奴らがこの世界に出現してからもう既に三十年、経つからな。
おまえも大切な人間の一人や二人、奴らに殺されたことあるだろ。
皆そうだ。
おまえだけが特別じゃない。
奴らの目的は所詮、人間を殺す事でしかないからな。
善人、悪人、偉人、廃人、老若男女、人の範疇に含められるものなら取り敢えず殺す。
何があろうと、そのルールは純然としていて不変だ。
だから、奴らはおまえの大切な人を大切な人だと知っていて殺したワケじゃない。
だから、なんだって?
……んー、なんなんだろうな。
どっちにしろ身内を殺される事実は許せねぇってのは分かりきってることか。
……まー、奴らももっとマシな事してくれりゃいいのに、と思うよ。
この仕事長いから妙な親近感さえ沸くんだよな。
なまじっか人を殺すから問題になってくることをちょっとでもいいから理解してくれりゃいいのに、とか
殺しさえしなけりゃ、まあ、逃がしてやっても良いか、
なんてよ。
なぁ?
例えばさ、殺すにしても猫ばっかりとか、犬ばっかりとか殺してりゃ飼い主とか動物保護団体は五月蝿いだろうが、人間の遺伝子に『殺意』が焼き付けられるほどまでに根深く遺恨を残す事はなかったし。

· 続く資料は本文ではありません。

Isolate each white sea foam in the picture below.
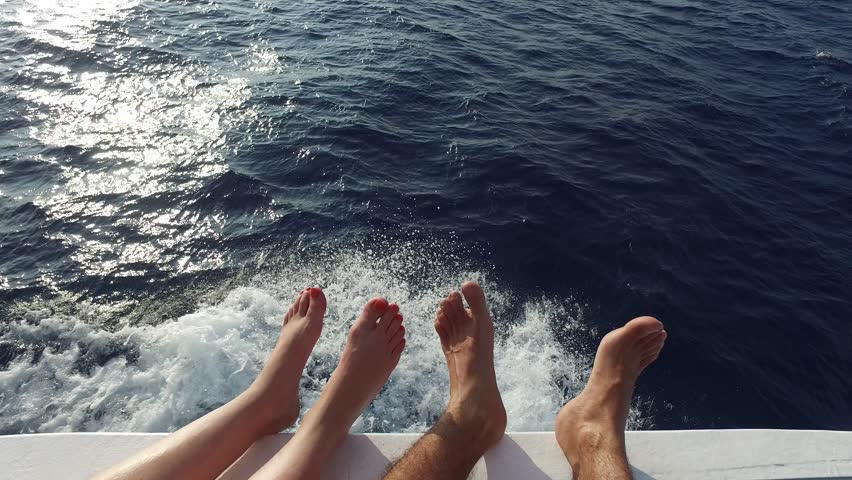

俺だって、大阪の守護神としてこの世に生を授かることも無かった。
人間て奴は、やられっぱなしで我慢できるような定義じゃねぇからなぁ。
こうなるのも仕方なし、なのかな。
お前はどう思う?
お前も戦争を知らない大人達と一緒で、構造の発展性は一見結果論に見えて実はそうでもない、って断言しちゃう派?
まぁ、どっちでもいいんだけどよ。
……兎も角、人間って種族は淘汰し続け勝ち残り続けてきた種族だからな。
どんな窮地に追い込まれても必ず、逆転で必殺の一撃ってのを狙っててよ、
で、その一撃ってのが、受精体のガキを遺伝子操作でもって創り上げた『対抗者』――所謂、俺たちみたいに『次世代』って呼ばれる『能力者』ってワケなんだ。
マジだぜ。
超カッコいいだろ。
かははっ。
そんな俺達の事、テキトーに『能力者』とか呼んでりゃいいのに、
人間の想像力の限界を識る者達とか何とかヒューマノイドクリエイター共は格好つけちゃって言っちゃってくれてます。が、要はありえねー力――『奇跡』ってモンを連発できる人間だと考えてまず間違いないぜ。
頭の中で自分ができると強烈に明確な意志として描けば、なんでも可能になるんだぜ。
一度信じさえすれば、空を飛ぶことは朝飯前。
指先から炎を噴出させるのも可能だ。
瞬間移動なんかは、特定の場所を想像しながら、瞬間移動をするイメージを描かなきゃならないから結構難いし、街一つ消し飛ぶぐらいの行使力は、実際に見たことねーから、想像できねぇ=使えねー。
まー、そんな力あっても仕方ねぇし。
たまーに欲しくなるけどな。
自分の居る場所から攻撃の射程距離が届かなくってイラついたときとか。
別に何が何でも人間って種族を守りたいって考えてるわけじゃないけど、自分の手の届かない場所で好き放題殺戮られるってのは気に喰わねー。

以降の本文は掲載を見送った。